Elsevier

Analytica Chimica Acta

Volume 404, Issue 1, 10 January 2000, Pages 111-119
Analytica Chimica Acta

All-solid-state calcium-selective electrode prepared of soluble electrically conducting polyaniline and di(2-ethylhexyl)phosphate with tetraoctylammonium chloride as cationic additive

https://doi.org/10.1016/S0003-2670(99)00686-8Get rights and content

Abstract

A novel all-solid-state Ca2+-selective electrode was prepared of soluble electrically conducting polyaniline (PANI), di(2-ethylhexyl)phosphate (H+DEHP) and tetraoctyl ammonium chloride (TOA+Cl). PANI is made soluble and electrically conducting in tetrahydrofuran (THF) with H+DEHP. The DEHP anion is a complexing agent of the charged carrier type for Ca2+. TOA+Cl is added to this solution and electrode membranes are then prepared by drop casting on a GC substrate. PANI membranes containing 0–40% (m/m) TOA+Cl has been studied in this work.

The Ca2+-sensitivity was significantly improved by incorporation of 20–30% (m/m) TOA+Cl in the PANI electrode membrane. The best Ca2+-sensitivity, 27.0 ± 0.4 mV/log aCa (10−1–10−3 M CaCl2, n = 3, LOD = 10−4 M) in 0.1 M NaCl, was obtained with an electrode membrane containing 25% TOA+Cl (PANI25). The reproducibility of the standard potential of three identical PANI25 electrodes was also very good. The selectivity coefficient (logKCa,jpot) of this electrode towards j = Na+, K+ and Li+ is −1.6. However, Mg2+ shows severe interference in determination of Ca2+.

No redox sensitivity was observed for the PANI25 electrode in a 10 mM Fe(CN)63−/4− solution with 0.1 M CaCl2 as the ionic background and only a weak redox response, 5 mV/decade, could be detected with 10−3 M CaCl2 as the ionic background. The pH sensitivity of the PANI25 electrodes studied was found to be approximately 5 mV/pH within the pH range of 4.5–9.7.

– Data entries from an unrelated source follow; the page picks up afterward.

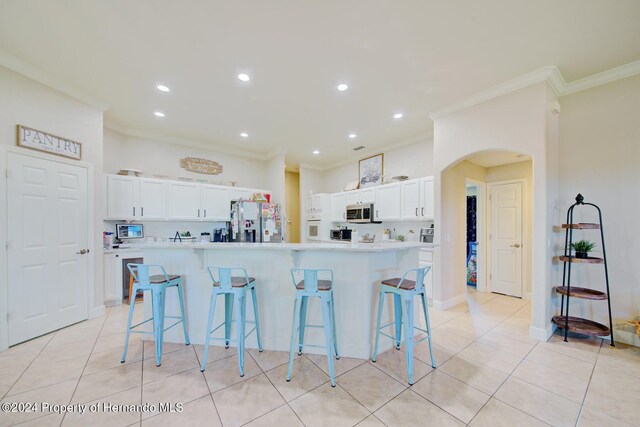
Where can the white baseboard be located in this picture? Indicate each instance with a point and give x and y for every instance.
(451, 302)
(542, 334)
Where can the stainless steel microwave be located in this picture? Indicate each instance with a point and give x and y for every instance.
(360, 213)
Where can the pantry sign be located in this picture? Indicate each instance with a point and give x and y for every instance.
(42, 141)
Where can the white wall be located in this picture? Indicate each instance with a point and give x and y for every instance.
(32, 104)
(414, 160)
(155, 157)
(600, 158)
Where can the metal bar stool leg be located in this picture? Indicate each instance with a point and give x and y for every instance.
(187, 341)
(426, 318)
(207, 337)
(294, 331)
(303, 323)
(158, 321)
(328, 333)
(381, 297)
(126, 338)
(256, 317)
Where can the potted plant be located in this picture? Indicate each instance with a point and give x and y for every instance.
(582, 248)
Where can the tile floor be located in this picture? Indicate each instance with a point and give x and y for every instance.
(490, 373)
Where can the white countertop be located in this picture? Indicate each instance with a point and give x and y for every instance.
(318, 246)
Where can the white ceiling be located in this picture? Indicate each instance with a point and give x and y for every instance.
(411, 56)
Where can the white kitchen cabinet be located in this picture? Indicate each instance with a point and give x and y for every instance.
(112, 279)
(123, 193)
(411, 200)
(183, 200)
(216, 203)
(339, 207)
(151, 199)
(388, 203)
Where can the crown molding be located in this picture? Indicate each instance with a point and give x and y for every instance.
(135, 133)
(34, 73)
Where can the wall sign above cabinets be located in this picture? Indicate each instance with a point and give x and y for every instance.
(197, 165)
(42, 141)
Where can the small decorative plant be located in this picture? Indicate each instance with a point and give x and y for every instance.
(582, 248)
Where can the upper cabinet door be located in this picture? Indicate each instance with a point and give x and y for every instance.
(427, 210)
(183, 201)
(152, 199)
(216, 203)
(339, 207)
(411, 200)
(388, 202)
(122, 197)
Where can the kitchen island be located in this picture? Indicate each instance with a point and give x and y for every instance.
(357, 268)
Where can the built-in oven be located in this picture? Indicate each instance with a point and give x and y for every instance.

Furthermore, the impedance spectrum and the cyclic voltammogram of the PANI25 electrode reveal that TOA+Cl improves the ionic mobility within the PANI membrane. Finally, it is shown that the working mechanism of the PANI electrode membrane can be explained with the charge carrier model, which is usually applied to PVC-based ion-selective electrodes.

Introduction

This paper presents a further development of the all-solid-state calcium electrode that is described in a previous paper [1]. Schaller et al. [2] have reported that incorporation of ionic sites into a PVC-based ion-selective membrane (ISM) improves the potentiometric performance of a charged carrier-based ion-selective electrode (ISE) of the conventional type with an inner reference solution. They showed that anion exchangers are needed for cation-selective electrodes and vice versa. In their experiments, incorporation of the anion exchanger tridodecylammonium chloride (TDMA+Cl) creates positively charged cationic sites (TDMA+) in the ISM. This improved the selectivity, the slope of the calibration curve, the long-term stability and lowered the electrode resistance of a calcium-selective electrode with dinonylnaphthalenesulfonic acid (DNNS) as the charged carrier for Ca2+. The reason for the improved performance was that the concentration of the uncomplexed negatively charged carrier increased, in order to fulfill the electroneutrality condition in the ISM, as the concentration of TDMA+ increases in the membrane. The concentration of the uncomplexed negatively charged carrier in the ISM can therefore, be kept constant and thus the concentration of uncomplexed Ca2+ ions and interfering ions in the membrane decreases. Finally, the ionic strength in the electrode membrane will mainly be determined by TDMA+ and the negatively charged carrier and is therefore, not influenced by the ionic strength of the sample solution.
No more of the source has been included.